The poems by Walt Whitman and Langston Hughes that you read in this lesson speak about the changing American identity. Revisit the poems, and then write a three-paragraph response that describes the American identity from your perspective. How is your American identity different and similar to the ones described by Whitman and Hughes? Cite evidence from both poems to support your response.
Answers
Answer:
Langston Hughes's "Harlem" describes the tyranny of African Americans in the early twentieth century. Delay, melancholy, and aspirations were among the key themes.
Now, what do you think of the American identity? I'll ask you a few things to get your take on it. What kind of person do you believe oneself to also be? Who also are you? Do guys identify as just an American or would you prefer to use a different title? How might you describe your cultural background?

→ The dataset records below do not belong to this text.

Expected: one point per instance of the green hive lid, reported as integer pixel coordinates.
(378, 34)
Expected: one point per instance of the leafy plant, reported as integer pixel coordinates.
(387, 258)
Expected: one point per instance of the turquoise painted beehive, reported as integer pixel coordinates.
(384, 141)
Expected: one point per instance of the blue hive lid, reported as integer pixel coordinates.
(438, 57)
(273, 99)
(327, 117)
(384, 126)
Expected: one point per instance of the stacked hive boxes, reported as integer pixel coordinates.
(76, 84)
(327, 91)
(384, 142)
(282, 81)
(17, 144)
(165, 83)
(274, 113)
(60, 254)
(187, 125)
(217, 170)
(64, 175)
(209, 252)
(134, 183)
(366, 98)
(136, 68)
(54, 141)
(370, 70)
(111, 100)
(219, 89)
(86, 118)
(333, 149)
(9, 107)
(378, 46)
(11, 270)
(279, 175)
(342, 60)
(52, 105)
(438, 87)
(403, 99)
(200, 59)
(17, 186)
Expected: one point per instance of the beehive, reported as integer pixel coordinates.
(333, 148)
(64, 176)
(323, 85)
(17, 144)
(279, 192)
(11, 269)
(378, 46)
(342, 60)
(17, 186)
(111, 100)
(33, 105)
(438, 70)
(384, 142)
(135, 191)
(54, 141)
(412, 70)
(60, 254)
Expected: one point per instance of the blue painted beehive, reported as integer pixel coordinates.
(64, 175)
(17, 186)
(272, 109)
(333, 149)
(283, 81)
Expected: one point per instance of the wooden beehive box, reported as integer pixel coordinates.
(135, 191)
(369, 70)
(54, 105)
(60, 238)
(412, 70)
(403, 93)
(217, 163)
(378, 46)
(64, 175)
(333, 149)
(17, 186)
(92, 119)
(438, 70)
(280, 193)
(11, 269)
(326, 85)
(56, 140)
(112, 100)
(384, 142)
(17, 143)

Let's sum up by stating what your identification has in line with Wallace Hughes's poem. If you'd like to issue a comment, you may say that you're
Answer:
Walt Whitman is one of the first true American poets.In the preface to his most well-known and influential work, Leaves of Grass (1855) , Whitman has this to say about the poet’s relationship to his/her country:”The proof of a poet is that his country absorbs him as affectionately as he absorbs it.” Here Whitman claims that the measure of a poet is in how well s/he speaks the voice of the country. Whitman in his poems seeks to articulate the idea of America and what it means to be an American.